Precisamente, vocês também apresentaram na Embaixada de Angola em França dois livros sobre a companhia, "Lugares Incorporados" e "Companhia de Dança Contemporânea de Angola - 30 Anos de Resistência". Olhemos para este título - "30 anos de resistência". É preciso resistir para se ter dança contemporânea em Angola ?

"É. É preciso resistir para conseguir levar um trabalho novo, propostas às quais as pessoas não estão habituadas e que, muitas vezes, são rejeitadas porque as pessoas, muitas vezes, pensam ou acham que o nosso trabalho não é suficientemente africano para representar um país africano. Ou seja, há uma certa confusão, há uma certa falta de cultura, há uma certa ignorância, uma certa falta de sensibilidade porque as pessoas, sobretudo a nível institucional, são muito progressistas em relação a outros aspectos mas, de repente, quando chega a parte das artes e, sobretudo, da dança, pensa-se que a dança angolana tem que ser exclusivamente a dança patrimonial, ou seja, nós devemos apenas mover-nos no terreno etnográfico e das danças tradicionais e populares.

Nós temos sempre que resistir. Esta palavra resistência tem também a ver com o facto de nós resistirmos a este movimento, digamos, quase contra o nosso trabalho, mas fazendo um novo, apresentando um novo. É, no fundo, um trabalho de vanguarda, se é que ainda podemos utilizar esta palavra numa altura destas, mas é neste sentido também."

É um trabalho de vanguarda, um trabalho contemporâneo, mas, ao mesmo tempo, que se inspira em danças tradicionais, em danças populares angolanas…

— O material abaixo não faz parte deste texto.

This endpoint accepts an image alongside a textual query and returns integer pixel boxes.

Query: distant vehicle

"Às vezes. Nós temos duas linhas de criação: por um lado, intervenção social e esta é a nossa preferência, uma companhia que intervém, é quase um trabalho político; e também temos esse trabalho baseado no nosso acervo patrimonial, não apenas nas danças, em que eu utilizo o trabalho de investigação que eu tenho feito justamente neste campo etnográfico. Nós trabalhamos nestas duas vertentes, digamos assim."

A dança inclusiva é algo fundamental no seu trabalho também.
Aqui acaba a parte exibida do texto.